In the sensitivity analysis using the weighted duration measure (i.e. $\frac{N_{i}}{T_{i}} \times log (N_{i} + 1)$ ), all 56 pesticides initially identified remained positively associated with PD at FDR < 0.05, and the same pesticides had the largest estimated effect sizes (i.e., endothall, pyriproxyfen, phorate, sodium chlorate, and dicofol). Moreover, this alternative exposure metric found 10 additional pesticides to be associated with increased PD risk at FDR < 0.05, including copper hydroxide, disulfoton, glyphosate (isopropylamine salt), 4-(2,4-Db) (dimethylamine salt), endosulfan, fluazifop-butyl, oxyfluorfen, bacillus thuringiensis (berliner), azinphos-methyl, and simazine (supplemental table 2).

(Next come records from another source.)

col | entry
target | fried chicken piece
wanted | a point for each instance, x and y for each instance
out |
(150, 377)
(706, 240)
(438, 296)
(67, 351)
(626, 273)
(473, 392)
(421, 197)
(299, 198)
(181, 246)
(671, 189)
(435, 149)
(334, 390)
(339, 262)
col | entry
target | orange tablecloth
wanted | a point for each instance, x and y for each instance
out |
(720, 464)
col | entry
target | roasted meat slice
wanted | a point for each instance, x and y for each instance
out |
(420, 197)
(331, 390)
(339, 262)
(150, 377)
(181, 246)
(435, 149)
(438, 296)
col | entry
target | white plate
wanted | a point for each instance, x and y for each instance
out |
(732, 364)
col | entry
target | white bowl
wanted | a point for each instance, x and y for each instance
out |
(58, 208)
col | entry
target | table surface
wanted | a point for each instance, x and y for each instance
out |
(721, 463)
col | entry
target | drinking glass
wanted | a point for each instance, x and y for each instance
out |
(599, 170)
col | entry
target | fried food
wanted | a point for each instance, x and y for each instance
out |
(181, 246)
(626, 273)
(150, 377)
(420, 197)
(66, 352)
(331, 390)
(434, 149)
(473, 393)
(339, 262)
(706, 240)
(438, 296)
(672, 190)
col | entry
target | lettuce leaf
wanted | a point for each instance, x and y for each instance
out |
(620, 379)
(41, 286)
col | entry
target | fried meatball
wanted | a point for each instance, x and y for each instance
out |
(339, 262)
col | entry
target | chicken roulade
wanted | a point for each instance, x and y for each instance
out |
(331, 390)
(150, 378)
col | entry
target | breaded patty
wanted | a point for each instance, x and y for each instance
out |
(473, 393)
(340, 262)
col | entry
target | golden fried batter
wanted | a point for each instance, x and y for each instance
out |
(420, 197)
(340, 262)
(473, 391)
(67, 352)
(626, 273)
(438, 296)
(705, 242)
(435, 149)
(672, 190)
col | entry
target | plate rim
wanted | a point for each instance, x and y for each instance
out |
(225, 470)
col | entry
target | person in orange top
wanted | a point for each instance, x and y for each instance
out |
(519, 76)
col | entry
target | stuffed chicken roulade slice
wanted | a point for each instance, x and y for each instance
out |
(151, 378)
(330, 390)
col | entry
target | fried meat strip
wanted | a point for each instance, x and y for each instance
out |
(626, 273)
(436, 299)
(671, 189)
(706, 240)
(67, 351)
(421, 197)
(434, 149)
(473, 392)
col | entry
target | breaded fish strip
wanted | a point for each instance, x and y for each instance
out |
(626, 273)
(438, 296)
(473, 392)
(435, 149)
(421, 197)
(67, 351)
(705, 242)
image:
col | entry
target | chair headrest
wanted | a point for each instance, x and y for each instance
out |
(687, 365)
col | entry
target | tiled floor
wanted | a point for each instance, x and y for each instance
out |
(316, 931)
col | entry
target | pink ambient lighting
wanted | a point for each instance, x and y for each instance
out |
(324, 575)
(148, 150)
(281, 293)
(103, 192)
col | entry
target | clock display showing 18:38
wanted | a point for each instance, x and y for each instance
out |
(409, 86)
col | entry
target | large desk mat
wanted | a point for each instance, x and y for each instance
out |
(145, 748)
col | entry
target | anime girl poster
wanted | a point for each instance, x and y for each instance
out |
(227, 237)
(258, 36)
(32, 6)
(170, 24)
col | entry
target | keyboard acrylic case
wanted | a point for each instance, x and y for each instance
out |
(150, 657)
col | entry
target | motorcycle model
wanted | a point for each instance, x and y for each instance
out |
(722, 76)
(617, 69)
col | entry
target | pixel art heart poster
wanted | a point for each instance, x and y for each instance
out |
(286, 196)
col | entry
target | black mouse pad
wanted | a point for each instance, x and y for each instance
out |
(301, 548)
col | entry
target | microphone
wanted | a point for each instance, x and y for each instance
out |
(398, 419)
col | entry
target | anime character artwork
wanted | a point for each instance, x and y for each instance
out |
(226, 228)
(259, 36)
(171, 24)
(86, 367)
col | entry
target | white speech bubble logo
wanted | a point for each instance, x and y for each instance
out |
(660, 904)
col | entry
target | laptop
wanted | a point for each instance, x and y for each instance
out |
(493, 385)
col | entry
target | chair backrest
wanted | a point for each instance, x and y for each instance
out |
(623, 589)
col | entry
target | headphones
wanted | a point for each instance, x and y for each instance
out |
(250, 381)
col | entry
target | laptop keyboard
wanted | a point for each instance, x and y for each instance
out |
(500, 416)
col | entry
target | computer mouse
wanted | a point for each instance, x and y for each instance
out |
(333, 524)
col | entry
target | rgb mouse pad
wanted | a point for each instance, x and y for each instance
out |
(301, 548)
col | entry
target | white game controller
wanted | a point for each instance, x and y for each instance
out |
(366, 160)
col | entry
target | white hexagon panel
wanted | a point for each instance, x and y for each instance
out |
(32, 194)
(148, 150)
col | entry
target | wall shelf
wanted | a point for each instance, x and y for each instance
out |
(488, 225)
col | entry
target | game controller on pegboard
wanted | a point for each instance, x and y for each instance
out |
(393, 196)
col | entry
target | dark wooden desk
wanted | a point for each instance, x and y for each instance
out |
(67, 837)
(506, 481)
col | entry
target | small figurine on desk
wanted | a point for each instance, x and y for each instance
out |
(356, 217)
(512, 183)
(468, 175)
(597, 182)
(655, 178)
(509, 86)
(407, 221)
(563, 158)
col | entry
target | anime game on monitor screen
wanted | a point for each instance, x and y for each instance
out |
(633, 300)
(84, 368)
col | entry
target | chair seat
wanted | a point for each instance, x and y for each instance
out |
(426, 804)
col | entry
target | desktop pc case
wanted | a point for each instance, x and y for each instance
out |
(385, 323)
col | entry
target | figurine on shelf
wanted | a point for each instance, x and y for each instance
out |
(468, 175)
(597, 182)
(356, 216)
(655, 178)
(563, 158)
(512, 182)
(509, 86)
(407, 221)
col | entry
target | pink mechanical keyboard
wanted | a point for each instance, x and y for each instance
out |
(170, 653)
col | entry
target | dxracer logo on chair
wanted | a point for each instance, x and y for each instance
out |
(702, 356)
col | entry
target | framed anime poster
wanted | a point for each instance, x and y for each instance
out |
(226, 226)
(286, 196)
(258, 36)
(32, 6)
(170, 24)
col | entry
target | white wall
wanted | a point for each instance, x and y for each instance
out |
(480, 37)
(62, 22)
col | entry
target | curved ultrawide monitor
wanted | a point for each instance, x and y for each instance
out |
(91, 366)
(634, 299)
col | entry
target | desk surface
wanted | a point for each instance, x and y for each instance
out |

For the analyses excluding participants with short exposure histories, results remained consistent with the primary analyses. Under the 10 year threshold scenario, four chemicals were no longer identified, including 2,4-D (dimethylamine salt), dinoseb, dicamba (dimethylamine salt) and 1,3-dichloropropene. Under the 5 year threshold scenario, six chemicals (2,4-D (dimethylamine salt), mineral oil, dinoseb, dicamba (dimethylamine salt), diazinon, 1,3-dichloropropene) were no longer identified (supplemental table 2).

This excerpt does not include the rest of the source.